The message of his work is urgent: if we don’t change our ways, these species in all their glory will be lost forever.

“My aim is to profoundly touch my audience in a way that connects them with my subject matter through a range of emotions – from guilt and sadness for what we have lost, to awe and respect for what is left,” Fallows said.

His most iconic image is now a time capsule of a creature and behaviour that may never again be seen off the shores of the Cape: a massive great white shark flying into the air as it breached in False Bay.

“We had 100 000 tourists come to SA to see that behaviour every year, and now it doesn’t exist,” Fallows said. The Great Whites that he spent years photographing have all disappeared thanks to overfishing in False Bay and Gansbaai, and their unique breaching behaviour has vanished from our coastline.

“I was privileged to be the person to discover it in the mid-1990s. Now less than a quarter century later, that behaviour no longer exists. It’s a wake-up call to how quickly the natural world is changing around us.”

This week, Fallows was honoured with an international award for his work. He beat 1 000 other artists in all genres from oil painting to watercolour to win the Global Eye Award 2020 at the Saatchi Art Fair in London.

His “Eleventh Hour” exhibition showcased 11 black and white images of animals threatened or near extinct, with the 12th image of an elephant and a fig tree in full colour to represent hope for the future.

“It’s an embodiment of hope that if we change our ways, these things can still be seen,” he said.

The awarding organisation, STARTnet, said of his work: “South African-

born Chris Fallows’ work represents authenticity, intimacy and emotion.
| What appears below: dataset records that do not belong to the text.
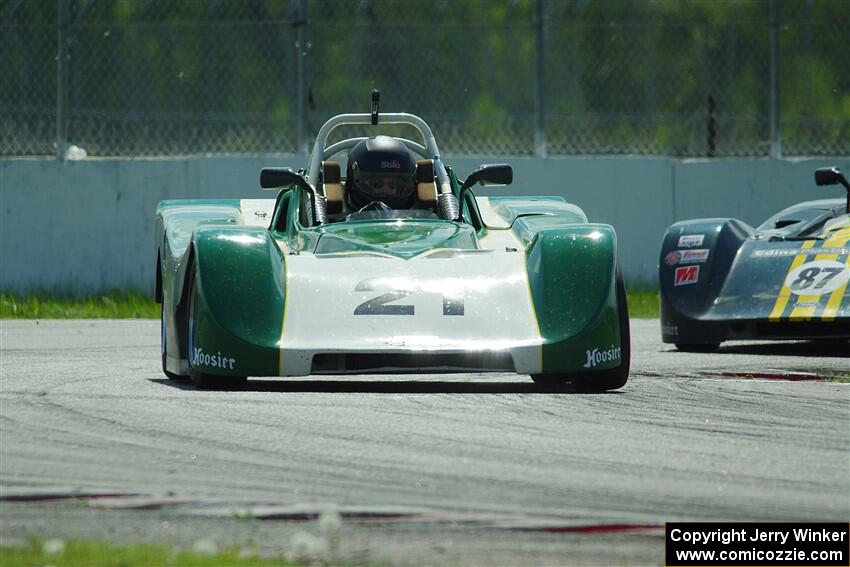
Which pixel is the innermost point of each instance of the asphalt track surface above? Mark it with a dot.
(449, 469)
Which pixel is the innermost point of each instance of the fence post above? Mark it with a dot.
(301, 128)
(539, 125)
(775, 133)
(62, 79)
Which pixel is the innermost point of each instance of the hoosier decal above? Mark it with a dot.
(596, 357)
(686, 275)
(200, 358)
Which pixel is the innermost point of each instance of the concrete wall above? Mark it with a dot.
(87, 226)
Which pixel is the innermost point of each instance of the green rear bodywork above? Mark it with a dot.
(240, 273)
The engaging manner in which he photographs his wild subjects bears testimony to the decades he has spent in some of the world’s remotest regions uniquely working in all three realms of ocean, air and earth.”

The awe-inspiring images take extreme patience and dedication to capture.

“When I say it takes years to capture a second, that’s not a lie,” Fallows said. “I’ve spent more than 3 000 days at sea working with great white sharks, and well over 1 000 days in the bush.”

But it was seven-tenths of a second on a boat bobbing near Seal Island in False Bay in 2001, that would change his career forever. Fallows had his eye pressed to a tiny viewfinder on a film camera when he witnessed the split-second shark flight that would become his most iconic work.

“I knew it was an absolutely incredible breach and was truly exceptional,” he said. “In all our years at sea we’ve never seen anything quite like that.”

He took the film in to be developed at a lab in Cape Town on a Friday afternoon, and begged the technicians to take extra care.